- January 3 - Wade Boggs, a five-time batting champion, and Ryne Sandberg, a nine-time Gold Glove winner at second base, are elected to the Baseball Hall of Fame. Boggs receives 474 votes, or 91.9 percent of the 516 ballots cast. Sandberg receives 393 votes, six more than the needed number. Relief pitchers Bruce Sutter (66.7 percent) and Rich "Goose" Gossage (55.2), and outfielders Jim Rice (59.5) and Andre Dawson (52.3), are the only other players to be named on at least half of the ballots cast.
- January 21 - Roger Clemens and the Houston Astros agree to an $18 million, one-year contract. Clemens, a seven-time Cy Young Award winner, agrees to a deal that makes him the highest-paid pitcher for the fifth time, following deals with the Boston Red Sox in 1989 ($2.5 million) and 1991 ($5.38 million); with the Toronto Blue Jays before the 1997 season, and with the New York Yankees in 2000 ($15.45 million).

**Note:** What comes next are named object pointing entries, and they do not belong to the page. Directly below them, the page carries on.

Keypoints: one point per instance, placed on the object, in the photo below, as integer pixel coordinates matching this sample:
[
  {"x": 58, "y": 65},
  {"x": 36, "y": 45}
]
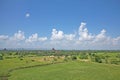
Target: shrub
[
  {"x": 74, "y": 57},
  {"x": 98, "y": 59},
  {"x": 83, "y": 56}
]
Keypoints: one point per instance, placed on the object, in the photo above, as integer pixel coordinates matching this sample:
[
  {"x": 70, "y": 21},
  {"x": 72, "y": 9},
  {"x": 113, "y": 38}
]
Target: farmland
[{"x": 59, "y": 65}]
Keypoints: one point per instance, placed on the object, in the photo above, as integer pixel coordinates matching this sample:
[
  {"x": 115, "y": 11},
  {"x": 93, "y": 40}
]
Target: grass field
[
  {"x": 59, "y": 65},
  {"x": 74, "y": 70}
]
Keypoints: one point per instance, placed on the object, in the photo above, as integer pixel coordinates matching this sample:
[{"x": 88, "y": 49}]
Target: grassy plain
[
  {"x": 74, "y": 70},
  {"x": 59, "y": 65}
]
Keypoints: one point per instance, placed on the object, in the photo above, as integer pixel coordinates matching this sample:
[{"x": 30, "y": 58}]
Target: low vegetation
[{"x": 13, "y": 63}]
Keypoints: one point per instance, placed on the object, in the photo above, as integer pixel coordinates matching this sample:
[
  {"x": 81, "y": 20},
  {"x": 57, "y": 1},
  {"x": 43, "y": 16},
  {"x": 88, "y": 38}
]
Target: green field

- February 2 - The trade that sent Sammy Sosa to the Baltimore Orioles from the Chicago Cubs is finalized after commissioner Bud Selig approves the deal and the slugger passes his physical. Chicago receives second baseman Jerry Hairston, Jr. and two minor leaguers, then signs Jeromy Burnitz as a free agent to replace Sosa in right field.
- February 6 - At Mazatlán, Mexico, Francisco Campos turns in another brilliant outing, and Mexican champion Venados de Mazatlán (Mazatlán Deers) holds on in the final game, edging the Dominican Republic 4-3 to win the 56th Caribbean World Series. The title is just Mexico's fifth since joining the competition in 1970, the second in the last four years, but its first since hosting the series. Campos allows just three hits - two infield hits and a bunt single - and a run over his first eight innings of work, striking out 11. Previously, Campos handcuffed the Venezuelan champion Tigres de Aragua (Aragua Tigers) 4-0 in the series opener. He allowed just three hits over eight innings and struck out 10. Campos is voted the Series MVP.
- February 16 - The players' union signs an agreement calling for international drug-testing rules during a 16-team World Cup tournament (eventually called the World Baseball Classic) during 2006 spring training. Each team will select a provisional roster of 60 players, 45 days before the start of the tournament, and players will be covered by the drug-testing rules until the end of the competition. The deal, signed by the union, the commissioner's office and the International Baseball Federation, states that IBAF rules will cover the frequency of testing before and during the tournament, the list of prohibited substances, the procedures for taking samples and the laboratories used. More substances are banned by the IBAF than by the major leagues.
- March 2 - Thirty-two years after his death, Jackie Robinson receives the Congressional Gold Medal in the Capitol Rotunda, the highest honor Congress can bestow. The medal is accepted by Rachel Robinson, his widow. Baseball is represented in a way by former Texas Rangers executive George W. Bush. Robinson joins Roberto Clemente, Joe Louis and Jesse Owens as the only athletes among about 300 Gold Medal recipients. Following the ceremony, the Boston Red Sox are honored at the White House for winning the 2004 World Series.
- March 17 - Mark McGwire, Sammy Sosa, Rafael Palmeiro and Jose Canseco appeared before the House Government Reform Committee to discuss the topic of performance enhancing drugs in Major League Baseball. McGwire and Palmeiro were named as steroid users in Canseco's book, Juiced. McGwire declined to answer questions under oath when he appeared before the House Government Reform Committee. Sosa and Palmeiro both denied under oath ever having used PEDs, whereas McGwire never gave a committed answer, simply stating, "I'm not here to talk about the past. I'm here to be positive about this subject", repeatedly.